Title: The Bear and the Nightingale
Author: Katherine Arden
Genre: Adult Fantasy
Page Count: 336
Published by: Del Rey Books
Date Released: January 17, 2017
You can find it here: Bookshop.org
Synopsis
Vasilisa and her siblings love stories. Fairy tales of winter demons, house spirits, and forest nymphs. They are as real to her world as the cold, Russian landscape she inhabits and are told not just to pass the cold, winter nights but to honour the spirits.
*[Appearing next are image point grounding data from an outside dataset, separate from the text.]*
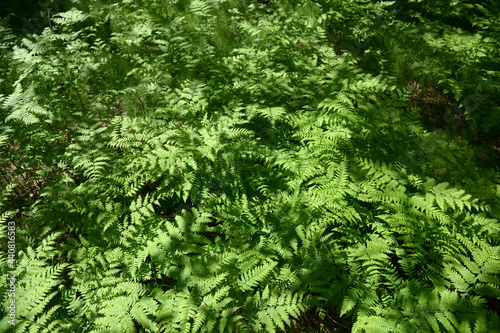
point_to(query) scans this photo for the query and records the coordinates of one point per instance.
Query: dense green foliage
(223, 165)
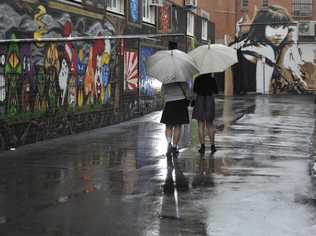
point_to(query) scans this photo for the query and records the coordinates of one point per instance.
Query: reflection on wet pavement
(117, 180)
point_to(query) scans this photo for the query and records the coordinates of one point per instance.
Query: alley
(111, 181)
When her father remarries a few years after her mother’s passing, her new stepmother forbids the mention and honouring of these spirits. Crops start to fail. Animals die. The dead awaken. The fairytales of her youth are coming alive and she will have to defy the constricting rules of her gender and call upon her secret, dangerous gifts in order to save those she loves.
Discussion
Let’s Talk Characters & World and Fairytales and Reading Too Much:
Ah, this book! This world! These characters!
Sometimes I worry I read too much. That all the stories are sounding too similar, the plots too thin, the characters just flat … and I question, is it me? Am I reading too much??
And then, you pick up a book like this and your love of story is renewed, because The Bear and the Nightingale is unlike anything I’ve read. This magical, creepy, evil, ancient, cold Russian landscape is so real and so vivid it truly took over my imagination.
Vasilisa (Vasya) wasn’t perfect. I loved her imperfection. I loved her intelligence and her fierceness and her bravery … she reminded me so much of Merida, which I guess is the point, this is, after all, a fairytale. A creepy, violent fairytale. It is so full of the stereotypical fairytale elements – evil Stepmother and all – but I found myself so wrapped up in the story that I would forget this. While having stereotypical fairytale elements, it never fell into stereotypes themselves.
Let’s talk pacing and misleading jacket blurbs:
Honestly the story that is blurbed on the dust jacket doesn’t really take hold until the middle of the book and typically this would have me cursing … but it is necessary here to fully build out Vasya and her world.
Was the pacing perfect? Nope. Not always. But the overwhelming, slow building urgency of this story just kept me turning those early pages needing to know what happens next.
Let’s talk fear factor:
This is scary! Like, kind of surprisingly scary! And an itty-bitty bit grotesque … like vampires and blood … and some more blood & gore. Not necessarily a content warning, I just wasn’t expecting it and it took be by surprise. But it works so well and added so much to the story and immersion in this fairytale.
Overall Thoughts:
Such an excellent, engrossing, magical fairytale of a book that is actually quite grounded by everyday realities … I’ve never read anything like it. Vasya is bound by the very real constraints of her sex and the time period she lives, while also possessing these fairytale magical abilities. It provided such an overall sense of completely believable conflict. I felt like I was simultaneously reading a book of Russian history, but within the unmistakable elements of a fairytale. So very well done and I’m excited to continue in the series.